Несколько минут они стояли и смотрели, как ветер кружит белые снежные завихрения. Потом в стороне послышалась музыка, и они двинулись на звук. Казалось, весь отель стекается в ту же сторону.
— Хочешь потанцевать? — спросила Лона.
За очередным поворотом наконец объявился оркестр в вечерних костюмах. Музыка звучала громче. Струнные, духовые и немного ударных, с легкой примесью диковинных инопланетных инструментов, очень популярных в последнее время в составе биг-бэндов. Элегантные пары грациозно кружились по сверкающему паркету.

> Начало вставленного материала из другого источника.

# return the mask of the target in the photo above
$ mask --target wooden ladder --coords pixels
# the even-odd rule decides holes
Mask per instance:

Беррис одеревенело обнял Лону за талию, и они присоединились к танцующим.
И в лучшие-то времена ему не часто доводилось танцевать, а после возвращения с Манипула — понятное дело — вообще ни разу. Приди ему в голову месяц-другой назад мысль о том, что ему предстоит танцевать, да еще и в таком месте, он счел бы это полнейшей дичью. Странно, но факт: его новое тело обладало превосходным чувством ритма. Его новые кости двигались на удивление слаженно. Поворот, поворот, поворот…
Лона не сводила глаз с его лица. Она не улыбалась. Словно бы чего-то боялась.
Танцевальный зал был накрыт большим прозрачным куполом. Архитектурная школа Дункана Пока: звезды, как на ладони, а вокруг тепло и сухо. Порывы ураганного ветра залпами швыряли снежинки на прозрачную покатую крышу и тут же сдували прочь. Зажатая в руке Берриса ладонь Доны казалась холодной, как ледышка. Темп музыки ускорялся. Терморегуляторы, заменившие Беррису потовые железы, едва справлялись с работой. Выдержит ли он такой головокружительный ритм? Не споткнется ли?
Музыка стихла.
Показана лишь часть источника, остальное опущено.